If you only looked at social media in 2025, you’d think bakery demand was built entirely on laminated pastry and long lines. But the real story is more interesting than that: customers didn’t just want dessert, they wanted bakery “hits.” Items with undeniable texture, immediate gratification, and a reason to make the trip.
What people actually bought in 2025
Croissants became the headline product.
New York’s croissant arms race kept escalating. Places like Claude built serious attention around croissants and pastry drops, and the broader city conversation kept returning to “best croissants” lists and guides.
Bakery sandwiches moved from “nice add-on” to destination behavior.
Radio Bakery is the clearest signal: a bakery that openly prioritizes retail walk-in production, sells out, and draws crowds for both pastry and savory bread-and-filling combinations. That’s not a dessert trend, it’s a behavior shift: people are treating bakeries like their lunch spot.
The “classic cookie” still quietly won.
Even as croissants and sandwiches stole the spotlight, the everyday purchase remained: cookies people trust, recognize, and can share. That’s why legacy bakeries continue to outperform in repeat buying with cookies that are portable, giftable, and forgiving in a way most pastries aren’t. Like our Black & Whites which actually cross the destination and legacy trends.
Where William Greenberg fits
William Greenberg doesn’t need to chase the laminated-pastry race to win 2026. We already owns the categories customers reliably reorder: iconic cookies (Black & Whites), butter-forward classics, schnecken, cakes, muffins, pastries, and gift tins. The “bring something” items that show up at doors, meetings, and family tables.
In a year when people lined up for “the best,” a bakery with genuine heritage has permission to speak with more authority, not less.
Our prediction: the Top 3 bakery demand drivers in 2026
“Everyday luxury” will beat viral novelty
Customers will keep buying familiar formats but they’ll choose the version that feels worth it: better ingredients, better balance, better execution.
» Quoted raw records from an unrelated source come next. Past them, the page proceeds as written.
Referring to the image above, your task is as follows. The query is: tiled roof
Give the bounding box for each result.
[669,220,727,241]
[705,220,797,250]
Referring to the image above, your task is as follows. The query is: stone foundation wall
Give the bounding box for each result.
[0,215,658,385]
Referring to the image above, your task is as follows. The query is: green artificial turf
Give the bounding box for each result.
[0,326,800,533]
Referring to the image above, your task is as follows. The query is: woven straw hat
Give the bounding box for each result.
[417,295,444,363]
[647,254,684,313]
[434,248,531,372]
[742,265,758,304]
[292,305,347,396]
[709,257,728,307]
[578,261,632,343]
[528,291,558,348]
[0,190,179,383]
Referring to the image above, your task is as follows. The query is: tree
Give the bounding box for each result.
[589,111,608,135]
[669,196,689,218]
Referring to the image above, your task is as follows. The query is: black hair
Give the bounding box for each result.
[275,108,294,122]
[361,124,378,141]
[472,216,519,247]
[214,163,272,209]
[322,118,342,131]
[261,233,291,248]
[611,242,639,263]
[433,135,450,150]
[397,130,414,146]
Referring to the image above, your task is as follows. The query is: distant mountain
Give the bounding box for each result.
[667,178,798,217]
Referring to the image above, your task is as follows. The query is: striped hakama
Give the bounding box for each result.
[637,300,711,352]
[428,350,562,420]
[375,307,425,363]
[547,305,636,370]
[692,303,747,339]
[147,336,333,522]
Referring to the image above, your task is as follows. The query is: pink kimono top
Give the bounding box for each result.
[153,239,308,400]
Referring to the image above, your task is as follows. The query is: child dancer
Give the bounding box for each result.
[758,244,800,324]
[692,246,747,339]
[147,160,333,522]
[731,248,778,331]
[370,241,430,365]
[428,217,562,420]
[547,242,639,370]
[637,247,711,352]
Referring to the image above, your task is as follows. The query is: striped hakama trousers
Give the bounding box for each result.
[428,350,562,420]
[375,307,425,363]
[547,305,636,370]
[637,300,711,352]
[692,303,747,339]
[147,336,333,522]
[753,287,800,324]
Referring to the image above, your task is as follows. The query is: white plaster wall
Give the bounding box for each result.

This is where classic cookies and cakes keep gaining share because they’re easier to justify repeatedly than a once-a-month line experience.
Shareable + giftable packaging will keep rising
The market is moving toward bakery items that travel well: tins, boxes, assortments, and anything that can be brought to a gathering without anxiety. Radio Bakery’s sell-out model proves demand; gifting formats prove repeatability.
Savory will keep pulling people into bakeries
Bakery sandwiches aren’t a fad. They’re a gateway drug bringing in a lunchtime customer who then adds a cookie or pastry “because they’re already there.” Radio Bakery is the proof point; expect more bakeries to compete here in 2026.
Closing thought
2025 was the year bakery became a destination again where croissants and sandwiches made it loud. 2026 will reward the bakeries that turn that energy into repeat habits: icons, gifts, and everyday orders that feel special without needing a trend to justify them. That's where we come in.